For Dupeux, the EU’s use of this method failed to produce any tangible results as it didn’t look into the actual effects a project had on climate.
Markus Trilling, finance and subsidies policy co-ordinator at Climate Action Network, echoed her assessment and said that much clearer benchmarks were needed to assess what projects and investments the money should be spent on.
The current budget approach to climate, he said, “is an accounting exercise rather than a strategic, forward-looking planning approach.”
But the commission said its agricultural policy required EU countries to put sufficient emphasis on climate. “Member states will have the legal obligation to clearly show greater ambition than at present with regard to care for the environment and climate,” a spokesperson said.

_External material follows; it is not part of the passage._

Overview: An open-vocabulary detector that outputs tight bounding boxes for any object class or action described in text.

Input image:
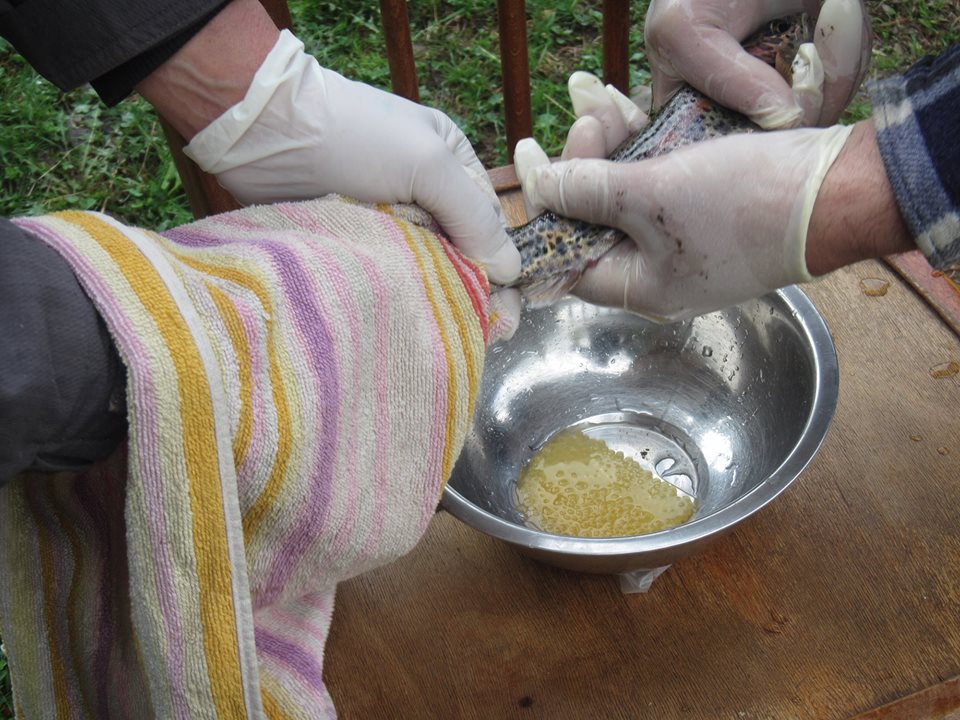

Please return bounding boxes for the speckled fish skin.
[508,18,807,307]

The EU’s cohesion fund — a tool to narrow economic and development differences between the member states — was slightly better regulated for climate expenditures, Trilling said, as countries have to commit to specific climate-related project.
After agricultural policy, the cohesion fund is the pot of money where most of the EU’s climate-related money goes.
But also this fund left much room for improvement, with little checks being implemented on how the projects contributed to climate targets in reality, he said.
The 30% of spending going towards the climate target also apply to the EU’s 750-bn-euro coronavirus economic recovery funds.
Separate from the EU’s long-term budget, this fund leaves it in the hands of EU countries how the money is spent and gives the EU commission only minor leverage on the spending.
Trilling said it was now crucial that countries lived up to their climate promise also in the recovery funds and proposed spending plans that reflected this.
“If member states don’t put significant amount into the clean transition, you can flush the 30 per cent down the toilet,” he said.